Moreover, this work has implications for those trying to model Earth's climate mechanisms and, by doing so, predict future climate change. It turns out we didn't have a good understanding of preindustrial conditions as we thought. Wang et al. summarized their findings:
Previous modeling studies suggest that preindustrial biomass burning was much lower than today, with a reduction of up to 90%. This is the common assumption in climate model simulations. However, our results show that present-day CO from Southern Hemisphere biomass burning is lower than at any other time during the last 650 years. This is particularly relevant because assumptions on preindustrial [CO] are an important component for correctly estimating the radiative forcing of tropospheric ozone in preindustrial times. [CO] changes due to biomass burning also suggest that there were decadal and centennial scale variations in average concentrations of black carbon, which is another major atmospheric constituent produced with burning, leading to the unanswered question of its potential role in long-term climate variability.

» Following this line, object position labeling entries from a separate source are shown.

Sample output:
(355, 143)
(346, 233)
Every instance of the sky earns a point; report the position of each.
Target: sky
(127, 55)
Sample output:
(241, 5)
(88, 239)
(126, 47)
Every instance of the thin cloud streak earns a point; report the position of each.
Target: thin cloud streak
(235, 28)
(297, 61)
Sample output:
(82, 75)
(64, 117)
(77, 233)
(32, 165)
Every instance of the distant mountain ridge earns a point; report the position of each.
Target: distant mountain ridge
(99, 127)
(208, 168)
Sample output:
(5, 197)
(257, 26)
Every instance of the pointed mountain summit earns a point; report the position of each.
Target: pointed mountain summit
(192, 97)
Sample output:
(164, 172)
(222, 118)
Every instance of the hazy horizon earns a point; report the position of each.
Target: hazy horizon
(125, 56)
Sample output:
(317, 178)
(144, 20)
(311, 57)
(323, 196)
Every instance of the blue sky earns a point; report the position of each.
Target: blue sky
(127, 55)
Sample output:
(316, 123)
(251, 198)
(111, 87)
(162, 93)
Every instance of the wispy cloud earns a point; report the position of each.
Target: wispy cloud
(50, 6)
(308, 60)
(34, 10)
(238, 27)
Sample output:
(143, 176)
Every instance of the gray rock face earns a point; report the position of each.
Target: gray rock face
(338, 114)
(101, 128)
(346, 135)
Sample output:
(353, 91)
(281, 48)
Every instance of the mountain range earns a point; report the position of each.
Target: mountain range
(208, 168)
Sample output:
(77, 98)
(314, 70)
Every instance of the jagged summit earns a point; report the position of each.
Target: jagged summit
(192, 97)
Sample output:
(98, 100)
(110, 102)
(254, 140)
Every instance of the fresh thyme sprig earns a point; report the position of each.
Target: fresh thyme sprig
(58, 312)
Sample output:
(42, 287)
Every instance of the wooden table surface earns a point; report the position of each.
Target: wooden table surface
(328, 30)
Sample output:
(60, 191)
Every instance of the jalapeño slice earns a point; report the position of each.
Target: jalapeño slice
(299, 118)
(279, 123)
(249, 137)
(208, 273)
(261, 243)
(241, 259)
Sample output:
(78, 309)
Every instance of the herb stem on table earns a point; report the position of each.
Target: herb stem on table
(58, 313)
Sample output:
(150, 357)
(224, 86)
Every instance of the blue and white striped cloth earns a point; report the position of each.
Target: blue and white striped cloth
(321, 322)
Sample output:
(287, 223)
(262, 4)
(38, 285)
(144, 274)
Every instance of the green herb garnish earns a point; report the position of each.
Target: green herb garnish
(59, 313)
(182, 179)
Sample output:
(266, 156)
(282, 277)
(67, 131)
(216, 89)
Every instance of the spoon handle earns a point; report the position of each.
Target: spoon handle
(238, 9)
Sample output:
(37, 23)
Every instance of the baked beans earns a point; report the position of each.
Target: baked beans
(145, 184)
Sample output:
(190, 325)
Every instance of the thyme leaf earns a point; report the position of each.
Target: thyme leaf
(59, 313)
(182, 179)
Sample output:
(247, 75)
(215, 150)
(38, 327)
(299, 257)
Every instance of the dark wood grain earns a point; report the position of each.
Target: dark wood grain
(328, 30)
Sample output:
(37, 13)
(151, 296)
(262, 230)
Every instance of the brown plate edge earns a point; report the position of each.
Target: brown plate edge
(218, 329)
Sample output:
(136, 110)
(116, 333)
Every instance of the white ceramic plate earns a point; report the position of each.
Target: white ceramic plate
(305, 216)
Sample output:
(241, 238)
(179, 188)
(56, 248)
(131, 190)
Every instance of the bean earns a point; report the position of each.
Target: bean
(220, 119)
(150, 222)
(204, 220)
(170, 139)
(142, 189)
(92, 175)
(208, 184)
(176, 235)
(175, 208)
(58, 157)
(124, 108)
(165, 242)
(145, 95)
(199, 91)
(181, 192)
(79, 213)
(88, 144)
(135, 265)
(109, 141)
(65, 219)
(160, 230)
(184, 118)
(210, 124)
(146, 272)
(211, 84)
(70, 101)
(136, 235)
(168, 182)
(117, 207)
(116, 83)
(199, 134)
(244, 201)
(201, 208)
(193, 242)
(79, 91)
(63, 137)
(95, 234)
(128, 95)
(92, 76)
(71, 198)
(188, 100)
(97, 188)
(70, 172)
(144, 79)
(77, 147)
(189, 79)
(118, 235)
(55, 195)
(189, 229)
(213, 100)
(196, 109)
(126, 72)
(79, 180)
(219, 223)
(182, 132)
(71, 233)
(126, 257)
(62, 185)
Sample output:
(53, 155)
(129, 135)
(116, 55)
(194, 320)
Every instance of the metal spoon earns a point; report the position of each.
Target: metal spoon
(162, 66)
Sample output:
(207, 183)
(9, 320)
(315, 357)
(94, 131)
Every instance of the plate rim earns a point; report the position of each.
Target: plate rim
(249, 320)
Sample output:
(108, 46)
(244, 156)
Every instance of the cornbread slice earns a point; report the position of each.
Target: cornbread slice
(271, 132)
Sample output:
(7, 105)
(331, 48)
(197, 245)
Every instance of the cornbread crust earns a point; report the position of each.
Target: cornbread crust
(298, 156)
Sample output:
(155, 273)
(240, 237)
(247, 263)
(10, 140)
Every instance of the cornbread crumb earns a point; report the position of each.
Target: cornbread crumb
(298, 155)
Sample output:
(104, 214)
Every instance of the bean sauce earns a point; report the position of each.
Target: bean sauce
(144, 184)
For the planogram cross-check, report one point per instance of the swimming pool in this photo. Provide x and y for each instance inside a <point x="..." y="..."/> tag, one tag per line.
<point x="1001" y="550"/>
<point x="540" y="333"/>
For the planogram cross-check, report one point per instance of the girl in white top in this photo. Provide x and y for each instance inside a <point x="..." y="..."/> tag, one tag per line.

As with all things scientific, the future impact of this work can be interpreted in different ways. The climate change catastrophists will undoubtedly say that rising global temperatures will lead to greater danger of wildfire and expanded biomass burning. But then, a warmer Earth is also a wetter Earth, so perhaps that judgment is also in error. It will be exciting to see what revelations the new year brings, and which conclusions of “settled science” have to be revised or discarded. All believers in consensus should remember, science never rests and no explanation is cast in stone.

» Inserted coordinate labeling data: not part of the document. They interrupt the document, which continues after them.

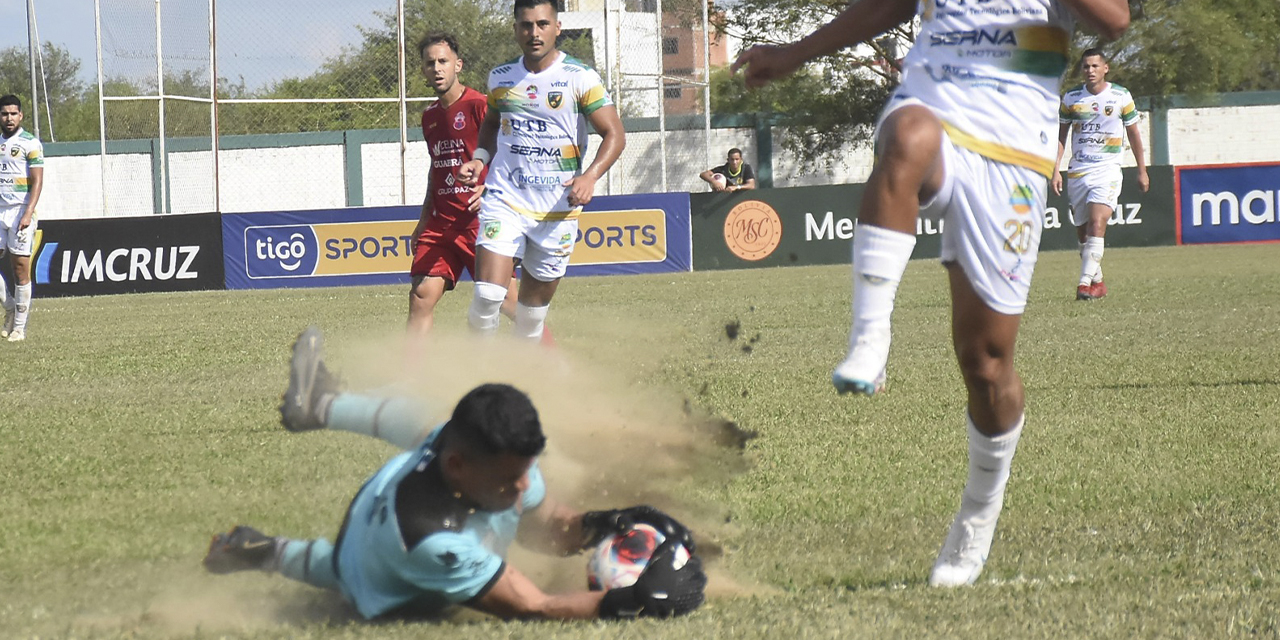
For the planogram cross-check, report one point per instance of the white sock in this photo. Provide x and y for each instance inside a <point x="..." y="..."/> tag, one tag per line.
<point x="880" y="260"/>
<point x="530" y="320"/>
<point x="23" y="306"/>
<point x="483" y="315"/>
<point x="990" y="461"/>
<point x="1091" y="260"/>
<point x="5" y="301"/>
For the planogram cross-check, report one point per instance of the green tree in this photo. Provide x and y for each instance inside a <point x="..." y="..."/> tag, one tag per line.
<point x="1198" y="46"/>
<point x="831" y="101"/>
<point x="59" y="87"/>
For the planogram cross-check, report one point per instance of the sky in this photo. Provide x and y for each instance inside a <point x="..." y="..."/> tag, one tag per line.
<point x="260" y="41"/>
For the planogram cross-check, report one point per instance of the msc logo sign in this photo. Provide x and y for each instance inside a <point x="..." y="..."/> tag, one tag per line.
<point x="337" y="248"/>
<point x="280" y="251"/>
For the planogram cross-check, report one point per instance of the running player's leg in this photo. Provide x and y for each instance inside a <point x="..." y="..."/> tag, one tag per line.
<point x="547" y="252"/>
<point x="5" y="300"/>
<point x="990" y="243"/>
<point x="19" y="248"/>
<point x="424" y="293"/>
<point x="247" y="549"/>
<point x="315" y="400"/>
<point x="501" y="240"/>
<point x="908" y="170"/>
<point x="983" y="342"/>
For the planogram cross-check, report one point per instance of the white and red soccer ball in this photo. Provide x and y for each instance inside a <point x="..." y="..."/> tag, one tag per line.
<point x="620" y="560"/>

New scientific findings once again show climate science's fundamental incompleteness, disprove climate change dogma and make a mockery of consensus. Every new revelation underscores the folly of trying to predict future climate based on supposition and wild guesses. Our understanding of the natural processes around us is filled with gaping holes, and the computer models that climate science relies on are not only lacking, they contain assumptions and relationships that are at odds with reality. It is no mystery why climate science has fallen into ill repute—it has labored mightily and produced a travesty.
Be safe, enjoy the interglacial and stay skeptical.